CREATE project team visited CYCLO Textile Waste Recycling Factory

After visiting the TEAM Group factory in Savar in the morning on 8th August 2023, CREATE Project team visited the CYCLO Factory located in Valuka, Mymensingh on the same date.  CYCLO is a world-class recycling plant started its journey in 2009 by a Bangladeshi origin American businessman Mr. Mustafain Munir, Founder and Director of CYCLO. He dreamt to use the circular economy concept to revolutionize the sustainability transition in Bangladesh. He also noted how the local mafia who collected the garments wastage from the factory with his power challenged the wastage collection for the company in the early years. Now the things are different.

It has subsidiaries across South Asia and EU. It recycles pre-consumer textile wastes from the suppliers of the global brands such as H&M, Bestseller, Next, US Polo, Zara, LIDL, KOHL’S, Celio, Kiabi etc. CYCLO has very strong business network with the leading brands across the globe. Thus they convince the brands to collect the garments waste from their orders from the manufacturers’ factories in Bangladesh, recycle them, make the yarn and send them back to the manufacturers to produce the garments for the brands with those recycled yarn. This is the brands that push the suppliers to sell the pre-consumed wastage to Cyclo for recycling.

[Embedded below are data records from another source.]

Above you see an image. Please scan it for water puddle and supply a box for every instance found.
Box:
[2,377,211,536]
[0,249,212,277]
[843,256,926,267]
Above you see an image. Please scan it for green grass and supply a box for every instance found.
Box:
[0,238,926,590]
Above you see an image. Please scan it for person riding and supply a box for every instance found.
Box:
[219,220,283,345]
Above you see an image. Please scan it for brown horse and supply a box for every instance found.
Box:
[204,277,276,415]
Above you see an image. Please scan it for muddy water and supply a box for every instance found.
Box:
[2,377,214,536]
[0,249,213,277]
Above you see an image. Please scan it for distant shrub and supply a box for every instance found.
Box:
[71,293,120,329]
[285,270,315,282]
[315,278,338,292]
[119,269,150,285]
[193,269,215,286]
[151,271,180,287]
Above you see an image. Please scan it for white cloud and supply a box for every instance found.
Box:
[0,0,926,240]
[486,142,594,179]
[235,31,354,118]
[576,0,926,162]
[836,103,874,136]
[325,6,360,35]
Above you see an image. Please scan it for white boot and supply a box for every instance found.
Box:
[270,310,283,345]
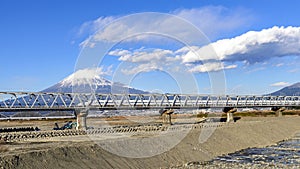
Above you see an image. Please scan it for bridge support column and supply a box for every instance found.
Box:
[75,110,88,130]
[223,107,237,123]
[226,112,234,123]
[272,107,285,117]
[159,109,174,125]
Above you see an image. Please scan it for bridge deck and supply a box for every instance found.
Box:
[0,92,300,112]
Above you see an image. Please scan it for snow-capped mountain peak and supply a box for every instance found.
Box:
[59,69,112,87]
[43,68,148,94]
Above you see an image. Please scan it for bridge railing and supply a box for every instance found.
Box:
[0,92,300,111]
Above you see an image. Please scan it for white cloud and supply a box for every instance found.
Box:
[270,82,289,87]
[174,6,254,38]
[121,63,163,75]
[183,26,300,63]
[190,62,237,73]
[79,6,253,46]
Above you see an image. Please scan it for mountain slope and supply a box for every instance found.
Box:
[42,69,148,94]
[270,82,300,96]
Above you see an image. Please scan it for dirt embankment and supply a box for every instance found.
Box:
[0,116,300,169]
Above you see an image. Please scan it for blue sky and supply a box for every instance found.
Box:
[0,0,300,94]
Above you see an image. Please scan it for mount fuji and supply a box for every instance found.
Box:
[42,68,149,94]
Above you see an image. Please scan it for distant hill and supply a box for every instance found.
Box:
[270,82,300,96]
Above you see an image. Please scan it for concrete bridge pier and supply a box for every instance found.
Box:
[159,109,174,125]
[75,109,88,130]
[223,107,237,123]
[272,107,285,117]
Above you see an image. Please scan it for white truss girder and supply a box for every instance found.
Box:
[0,92,300,111]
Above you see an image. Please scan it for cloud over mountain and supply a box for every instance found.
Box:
[182,26,300,63]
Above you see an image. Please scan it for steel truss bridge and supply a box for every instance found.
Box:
[0,92,300,112]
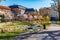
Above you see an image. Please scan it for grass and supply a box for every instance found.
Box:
[0,21,50,40]
[0,21,29,40]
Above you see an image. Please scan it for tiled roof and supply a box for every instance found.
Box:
[0,6,10,10]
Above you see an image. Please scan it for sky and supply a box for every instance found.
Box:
[0,0,52,9]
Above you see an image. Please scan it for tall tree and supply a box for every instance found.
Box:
[0,0,5,2]
[58,0,60,21]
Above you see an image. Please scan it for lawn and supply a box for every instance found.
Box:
[0,21,29,40]
[0,21,50,40]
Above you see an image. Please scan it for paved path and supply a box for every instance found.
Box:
[17,24,60,40]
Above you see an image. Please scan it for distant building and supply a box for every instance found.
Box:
[39,7,52,17]
[9,5,26,16]
[0,6,13,20]
[51,0,59,20]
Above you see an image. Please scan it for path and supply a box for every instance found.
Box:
[14,24,60,40]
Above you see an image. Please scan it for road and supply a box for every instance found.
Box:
[17,24,60,40]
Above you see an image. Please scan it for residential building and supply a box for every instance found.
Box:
[0,6,13,20]
[39,7,52,17]
[51,0,60,20]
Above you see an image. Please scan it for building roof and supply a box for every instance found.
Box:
[9,5,26,8]
[0,6,10,10]
[25,8,35,12]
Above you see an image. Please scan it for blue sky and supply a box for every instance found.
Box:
[0,0,51,9]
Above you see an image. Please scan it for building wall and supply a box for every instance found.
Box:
[39,8,52,16]
[0,9,13,20]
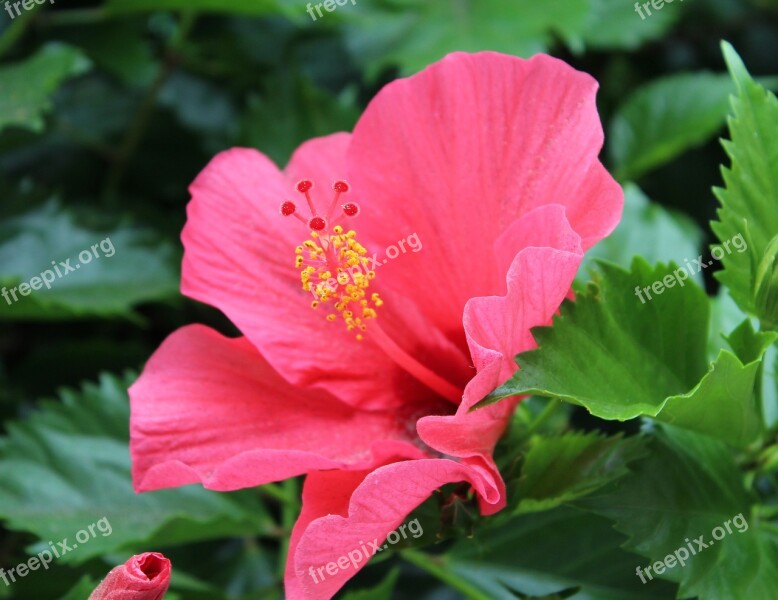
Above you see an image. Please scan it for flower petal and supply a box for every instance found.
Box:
[130,325,423,491]
[181,134,434,408]
[417,205,583,504]
[286,459,502,600]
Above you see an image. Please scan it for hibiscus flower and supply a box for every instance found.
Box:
[130,52,623,600]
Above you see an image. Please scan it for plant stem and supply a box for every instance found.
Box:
[103,11,197,204]
[400,549,491,600]
[523,398,562,439]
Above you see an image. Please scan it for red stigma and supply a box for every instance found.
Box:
[308,217,327,231]
[343,202,359,217]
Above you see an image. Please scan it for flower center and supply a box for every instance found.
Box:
[280,179,462,404]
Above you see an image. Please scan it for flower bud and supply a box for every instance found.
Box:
[89,552,171,600]
[754,235,778,329]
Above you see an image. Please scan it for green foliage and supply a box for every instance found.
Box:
[0,43,90,131]
[609,73,735,180]
[0,202,178,320]
[342,0,589,73]
[577,429,778,600]
[441,508,674,600]
[0,376,272,563]
[476,258,709,420]
[509,432,645,514]
[579,183,703,281]
[711,44,778,322]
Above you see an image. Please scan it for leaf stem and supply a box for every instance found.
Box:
[400,549,491,600]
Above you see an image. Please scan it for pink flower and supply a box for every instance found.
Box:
[130,52,623,600]
[89,552,170,600]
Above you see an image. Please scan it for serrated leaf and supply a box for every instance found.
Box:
[508,432,645,514]
[608,72,735,180]
[578,183,703,283]
[478,258,778,447]
[441,508,675,600]
[0,43,90,132]
[0,376,272,563]
[0,202,179,320]
[576,428,778,600]
[711,42,778,317]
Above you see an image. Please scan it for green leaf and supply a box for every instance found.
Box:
[477,258,778,447]
[103,0,288,16]
[608,72,735,180]
[342,569,400,600]
[0,202,179,320]
[0,43,90,132]
[576,428,778,600]
[582,0,683,50]
[342,0,589,75]
[711,42,778,317]
[508,432,645,513]
[440,508,675,600]
[479,257,709,421]
[578,183,704,280]
[59,575,100,600]
[0,376,272,563]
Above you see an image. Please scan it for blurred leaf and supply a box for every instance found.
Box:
[241,77,359,165]
[0,376,271,563]
[0,202,179,320]
[576,428,778,600]
[440,508,675,600]
[711,43,778,321]
[582,0,683,50]
[0,43,90,132]
[59,576,100,600]
[472,257,709,421]
[63,20,159,87]
[578,183,704,282]
[342,0,588,76]
[509,432,645,514]
[103,0,292,16]
[608,73,735,180]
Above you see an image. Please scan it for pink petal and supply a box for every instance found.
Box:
[417,205,583,502]
[182,134,436,408]
[89,552,171,600]
[286,459,502,600]
[348,52,623,339]
[130,325,423,491]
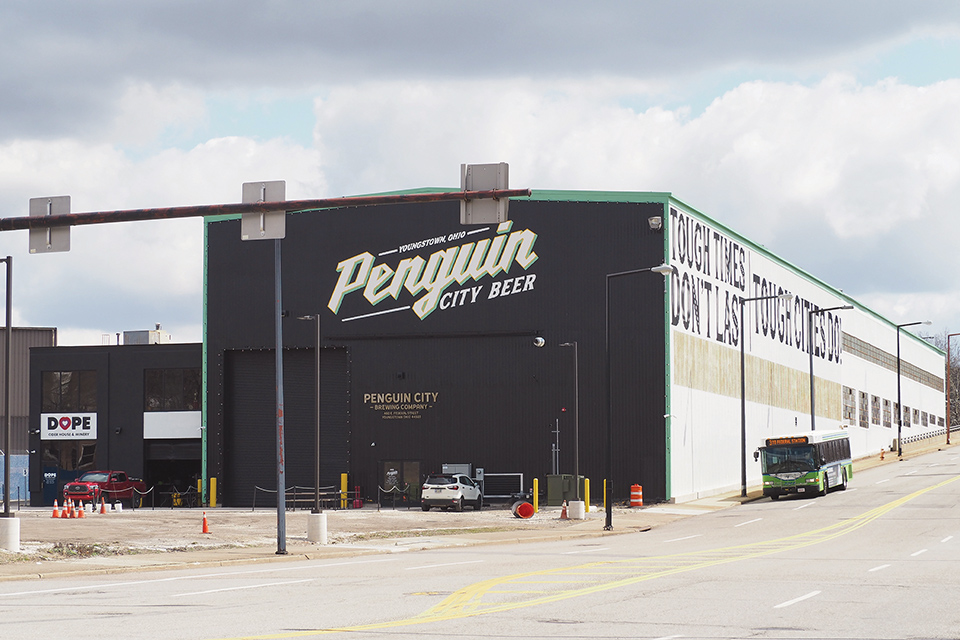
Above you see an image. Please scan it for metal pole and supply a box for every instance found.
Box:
[313,311,323,513]
[603,275,613,531]
[740,298,747,498]
[946,333,960,444]
[573,340,580,502]
[3,256,13,518]
[807,309,817,431]
[273,238,287,555]
[897,325,903,458]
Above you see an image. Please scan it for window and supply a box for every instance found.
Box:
[843,387,857,424]
[40,371,97,413]
[143,369,200,411]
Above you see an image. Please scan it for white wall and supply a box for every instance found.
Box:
[667,204,944,501]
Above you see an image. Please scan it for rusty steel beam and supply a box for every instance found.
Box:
[0,189,531,231]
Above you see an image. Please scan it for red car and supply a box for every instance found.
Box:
[63,471,147,504]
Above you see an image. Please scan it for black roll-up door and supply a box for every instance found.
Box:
[220,348,350,506]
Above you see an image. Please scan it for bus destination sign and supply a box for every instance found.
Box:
[767,436,809,447]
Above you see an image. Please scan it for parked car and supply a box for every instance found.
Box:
[63,471,147,504]
[420,473,483,511]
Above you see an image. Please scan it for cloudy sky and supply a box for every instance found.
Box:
[0,0,960,344]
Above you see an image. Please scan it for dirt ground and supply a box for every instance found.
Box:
[0,505,652,563]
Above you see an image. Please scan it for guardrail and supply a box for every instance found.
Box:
[251,486,348,511]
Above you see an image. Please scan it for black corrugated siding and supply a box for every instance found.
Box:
[219,349,350,506]
[207,200,667,504]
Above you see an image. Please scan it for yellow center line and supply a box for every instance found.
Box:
[214,476,960,640]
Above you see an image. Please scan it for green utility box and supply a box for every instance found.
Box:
[547,473,584,507]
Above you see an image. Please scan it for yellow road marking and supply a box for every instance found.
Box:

However, The visit was led by the CREATE project leader, Dr. Mohammad B. Rana, Associate Professor at Aalborg University Business School (AAUBS), Denmark, together with Emeritus Professor Olav Jull Sørensen at AAUBS and a senior Research Fellow at Access2Innovation, DK, Prof. Dr. Imranul Hoque (AUST and JnU), Mr. Abul Kalam Azad, Research Associate at CREATE, Sarah Mirza, Research Assistant at CREATE, PhD Students at Aalborg University Mr. Syed Ahmed Tajuddin, Mr. Hasan Imam, and the future PhD student Asma Khatoon.

The company’s General Manager Operation, Mr. Umer Khan gave the CREATE team a tour to the recycling units followed by a discussion and a short presentation by the founder. He showed and explained that the company does not want to throw away anything; instead recycle or reuse them. Using mechanical technology, they recycle used textiles in particular the waste from the apparel production from Bangladeshi garment factories and make new fibers and yarns without needing water, chemicals, or colors. They store the recycled fibers separately for different brands since they collect the wastage from factory of their suppliers.

The collected Jhoot is sorted manually though the first sorting used to be done in the suppliers factory. The facilities are designed with different recycling lines based on different colors for example light color (white; off-white), black color and one for other different colors.

1 kg of yarn made of 70% CYCLO® Recycled Cotton and 30% Recycled Polyester can reduce CO2 emissions by up to 7.5 kg (96.3%), water consumption by 2,626 liters (99.8%), and land use by 6.82 m2 (99.7%).

CYCLO do co-branding with International Fashion Brands to Create Fibers with a Measurable Environmental Impact with at Least 50% Recycled Content.

CYCLO does not barely focus on recycling rather they bring the technology to produce a high-quality, commercially applicable yarn that is internationally recognized and which has been the ultimate challenge for the recycled yarn. However, their recycled fibers are the member of the Sustainable Apparel Coalition (SAC) and HIGG index. The management has a vision to bring the chemical recycling to intensify the impact of circularity.

‘Textile and apparel’ is one of the few industries that consumes extensive resources and pollutes our environment and Cyclo thinks there is a better way to operate in the apparel industry to reduce the adverse impact. It was wonderful to see for the CREATE team how a Bangladeshi origin fiber-recycling factory, using pre-consumer textile waste, can support the apparel industry in green transition despite several challenges from the institutions and ecosystem. This visit helps to realize the obstacles and challenges that apparel industry encounters in making circularity transition and how the leadership can overcome and succeed with technological adaptation and networking.